Microsoft's Web IQ is a search engine for AI agents
What's the story
Microsoft has announced Web IQ, a suite of APIs designed specifically for artificial intelligence (AI) agents. The platform is aimed at improving the efficiency and comprehensiveness with which these agents can scour the web. "Web IQ is our solution for this type of search engine, and it provides this context ... the web documents, news, images, videos that are relevant for an agent query," said Jordi Ribas, Microsoft's President of search and AI.
AI-focused search
Web IQ is built on Microsoft's Bing experience
Web IQ acts as a search engine for AI systems, connecting them with information from across the web. However, it presents this data differently than traditional search engines do for humans. The platform is built on Microsoft's two-decade-long experience with Bing but has been completely re-architected and rebuilt to optimize it specifically for agents.
Information delivery
Differences in human and AI searches
The way humans and robots search is different, and Web IQ takes that into account. For humans, search results are ranked according to their needs. But for AI agents, it provides a comprehensive yet condensed page of results to parse without using too many tokens. This means high-quality results are delivered quickly in a compact package, something Ribas emphasized during his interview with CNET.
Speed
Web IQ is faster than any other search engine
Ribas claimed that Web IQ leads the industry in search result quality, token efficiency, and latency. It responds in less than 165 milliseconds 95% of the time, making it around 2.5 times faster than any other product on the market.

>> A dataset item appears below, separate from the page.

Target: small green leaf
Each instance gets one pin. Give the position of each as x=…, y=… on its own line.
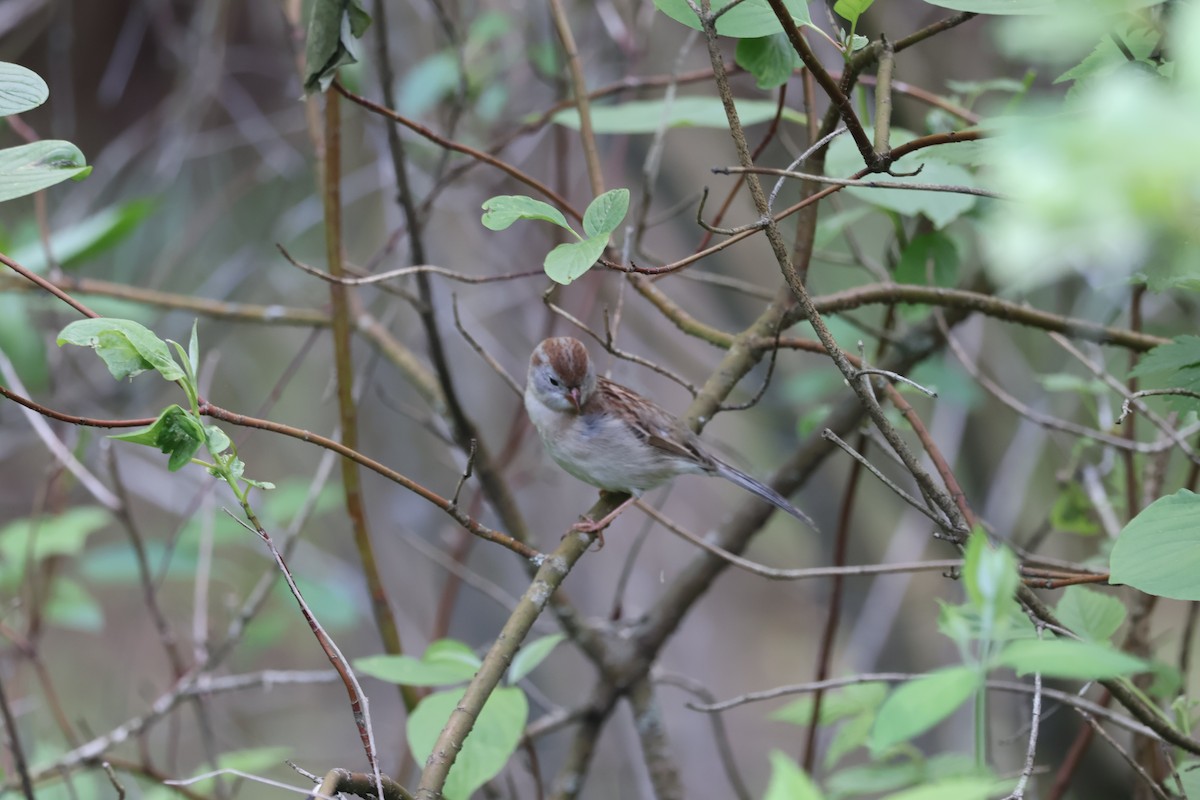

The APIs of Web IQ are part of Microsoft IQ, which has already been powering Microsoft's Copilot AI offering and OpenAI's ChatGPT for quite some time now.
Future
AI agents will outnumber humans in searches by 2026-end
Ribas believes that while the number of searches done by agents may not be as high as some estimates suggest, they will definitely outnumber humans by the end of this year. This is because every chat response requires multiple queries in a system like Web IQ. "We anticipate that agents will easily do more queries than humans," Ribas said, predicting AI systems are going to continue to accelerate and grow.